I have been shipped a new computer, set up with my information, ready to use. It’s six years newer than my old computer, having 4 times storage space, 4 times the memory capacity, 4 generations newer processor than my old computer. I actually carry both of them to work back and forth and shared with my manager, “This machine is amazing! Thank you!”
Still…
Without hesitation, my old computer is always the first I pull out to do any work. Why? Religion. I am so used to my older computer that I think very little about adapting to the new computer. My old computer would have to die in order for me to truly stop using it once and for all. It’s easier for me to simply grab it and put up with it rather than transition to something that is much more reliable.

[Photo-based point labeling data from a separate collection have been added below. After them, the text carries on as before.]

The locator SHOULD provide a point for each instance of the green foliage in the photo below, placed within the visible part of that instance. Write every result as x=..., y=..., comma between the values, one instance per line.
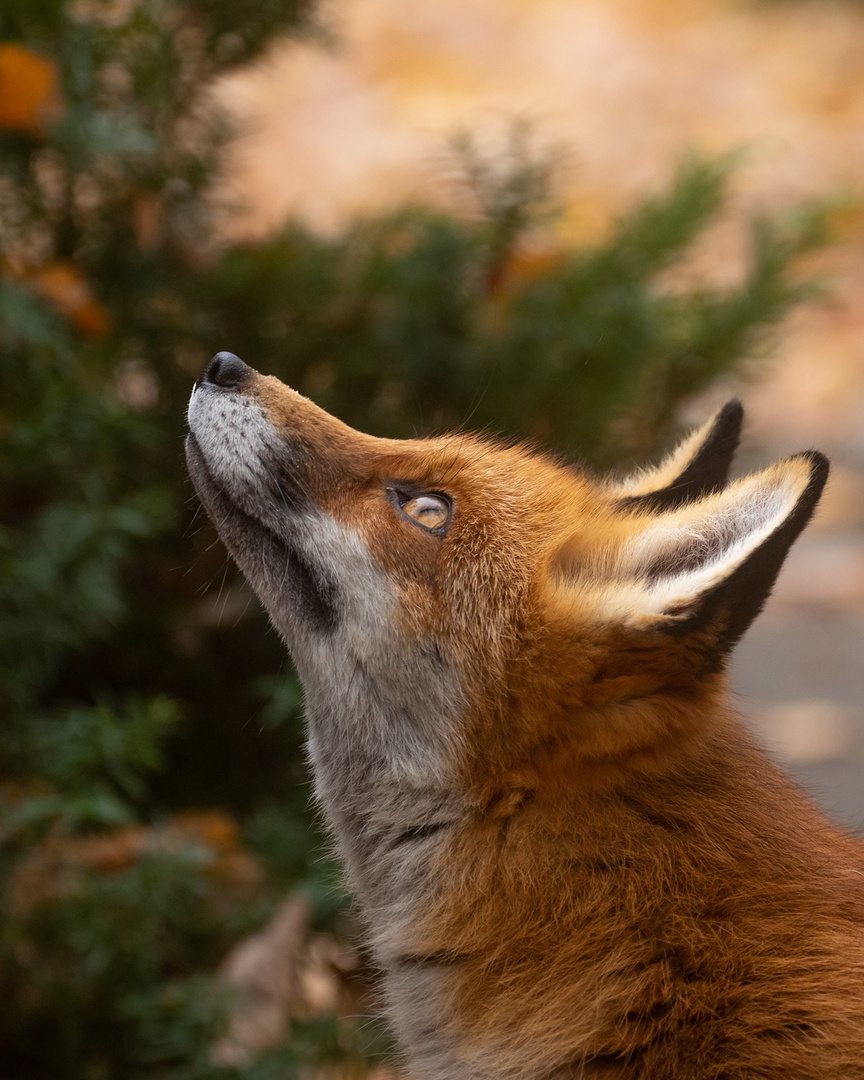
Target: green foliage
x=137, y=675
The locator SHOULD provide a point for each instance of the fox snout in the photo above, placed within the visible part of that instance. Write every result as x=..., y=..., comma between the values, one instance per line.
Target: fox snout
x=571, y=858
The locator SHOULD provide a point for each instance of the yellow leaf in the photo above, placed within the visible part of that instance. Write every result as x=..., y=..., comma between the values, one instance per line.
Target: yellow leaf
x=29, y=93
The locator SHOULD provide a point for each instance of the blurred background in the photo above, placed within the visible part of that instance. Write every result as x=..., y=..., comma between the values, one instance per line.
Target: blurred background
x=584, y=221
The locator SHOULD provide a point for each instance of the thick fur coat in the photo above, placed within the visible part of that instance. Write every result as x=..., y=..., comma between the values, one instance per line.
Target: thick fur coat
x=571, y=860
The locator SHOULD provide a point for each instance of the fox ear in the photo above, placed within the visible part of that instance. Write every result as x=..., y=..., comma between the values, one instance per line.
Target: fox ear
x=699, y=467
x=711, y=565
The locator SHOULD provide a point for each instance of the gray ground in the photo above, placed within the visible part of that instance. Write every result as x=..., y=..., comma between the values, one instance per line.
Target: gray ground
x=799, y=679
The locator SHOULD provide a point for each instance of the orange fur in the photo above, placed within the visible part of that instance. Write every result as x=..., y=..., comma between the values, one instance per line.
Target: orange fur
x=633, y=890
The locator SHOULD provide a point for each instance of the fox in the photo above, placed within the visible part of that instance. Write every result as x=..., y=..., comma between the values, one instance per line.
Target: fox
x=570, y=858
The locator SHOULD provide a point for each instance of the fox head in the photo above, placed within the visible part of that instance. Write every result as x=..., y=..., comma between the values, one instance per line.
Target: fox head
x=464, y=610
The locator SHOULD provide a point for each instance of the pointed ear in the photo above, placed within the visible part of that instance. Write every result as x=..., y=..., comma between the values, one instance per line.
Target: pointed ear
x=699, y=467
x=710, y=566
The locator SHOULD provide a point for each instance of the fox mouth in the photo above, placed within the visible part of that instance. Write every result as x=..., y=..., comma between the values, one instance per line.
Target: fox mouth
x=262, y=553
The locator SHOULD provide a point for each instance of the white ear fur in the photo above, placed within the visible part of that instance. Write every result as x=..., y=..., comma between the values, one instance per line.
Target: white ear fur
x=665, y=567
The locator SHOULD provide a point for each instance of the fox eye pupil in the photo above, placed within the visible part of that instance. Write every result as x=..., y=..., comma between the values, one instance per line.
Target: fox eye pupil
x=431, y=511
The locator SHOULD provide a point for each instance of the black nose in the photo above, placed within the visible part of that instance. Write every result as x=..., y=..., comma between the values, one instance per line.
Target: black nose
x=225, y=369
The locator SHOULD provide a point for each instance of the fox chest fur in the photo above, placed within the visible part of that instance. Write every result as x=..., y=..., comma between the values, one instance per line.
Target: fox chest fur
x=570, y=859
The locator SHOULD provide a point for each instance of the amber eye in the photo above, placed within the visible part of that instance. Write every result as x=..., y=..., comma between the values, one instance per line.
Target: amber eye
x=431, y=511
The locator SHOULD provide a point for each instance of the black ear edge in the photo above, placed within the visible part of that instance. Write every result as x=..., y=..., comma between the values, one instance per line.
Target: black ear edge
x=706, y=472
x=730, y=607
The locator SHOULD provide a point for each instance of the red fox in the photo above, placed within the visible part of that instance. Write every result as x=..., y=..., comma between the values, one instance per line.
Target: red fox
x=570, y=858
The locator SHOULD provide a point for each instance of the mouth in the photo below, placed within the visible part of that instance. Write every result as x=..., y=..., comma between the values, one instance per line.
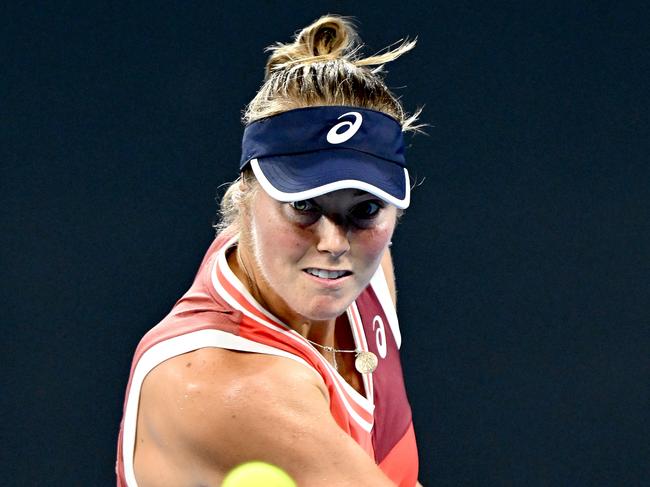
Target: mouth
x=325, y=274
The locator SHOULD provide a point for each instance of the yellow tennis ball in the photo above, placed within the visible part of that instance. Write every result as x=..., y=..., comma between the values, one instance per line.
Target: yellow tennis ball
x=257, y=474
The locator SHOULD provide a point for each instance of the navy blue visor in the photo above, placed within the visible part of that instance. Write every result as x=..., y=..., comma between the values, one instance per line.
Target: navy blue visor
x=304, y=153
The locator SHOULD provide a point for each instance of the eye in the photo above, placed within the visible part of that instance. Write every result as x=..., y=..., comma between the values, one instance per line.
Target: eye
x=303, y=206
x=366, y=210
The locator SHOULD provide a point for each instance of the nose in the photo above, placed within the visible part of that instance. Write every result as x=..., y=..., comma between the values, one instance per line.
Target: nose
x=333, y=237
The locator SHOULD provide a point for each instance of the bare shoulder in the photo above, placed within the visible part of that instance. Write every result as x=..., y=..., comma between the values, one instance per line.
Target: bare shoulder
x=203, y=412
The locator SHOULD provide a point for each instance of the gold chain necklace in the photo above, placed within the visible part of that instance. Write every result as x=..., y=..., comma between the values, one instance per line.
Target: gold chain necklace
x=365, y=362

This is the struggle that happens to Christians stuck between law and grace, stuck between “Do” and “Rest”.
For as long as we’re trying to learn grace, we’re also rushing to do law hoping to get it off our list. The only problem is that you can’t do law once and be done with it unless you’re dead, dead to the law.
That’s what Christ brought us, free to us, costly to him. Christ brought us death to the law so that we stop trying to do something that we have never been able to do and will never be able to do. Christ came and did the law. He did it and also voluntarily took upon himself our punishment for not having been able to do the law. He died and was done with the law once and for all. He resurrected not to go back and do the law again but to sit down and rest.
Because of Christ, we now have no obligation to the law of Moses. Zero obligation. No, we don’t have an obligation to uphold it because Christ upheld it for us already by what he did. He did what the law required on both ends. He did what the law commands for obedience and suffered what the law commands for disobedience. That’s what is meant by FULL-FILLING the law. Christ fulfilled the law of Moses. By faith in Christ only do we uphold the law. It is never by doing what the law says do we ever uphold the law.
Until we leave this body of flesh, we will always be led by our legal flesh, our rule-based mind, to DO with the belief that unless we DO we won’t get any rest. When we leave this world, we will surely see grace with the naked eyes in the highest definition ever. We will see grace as Jesus sees grace.
“For the grace of God has appeared, bringing salvation for all people, training us to renounce ungodliness and worldly passions, and to live self-controlled, upright, and godly lives in the present age, waiting for our blessed hope, the appearing of the glory of our great God and Savior Jesus Christ, who gave himself for us to redeem us from all lawlessness and to purify for himself a people for his own possession who are zealous for good works.” (Titus 2:11-14)
It is ungodly to long for law when we have grace. Thank God that Christ died for the ungodly.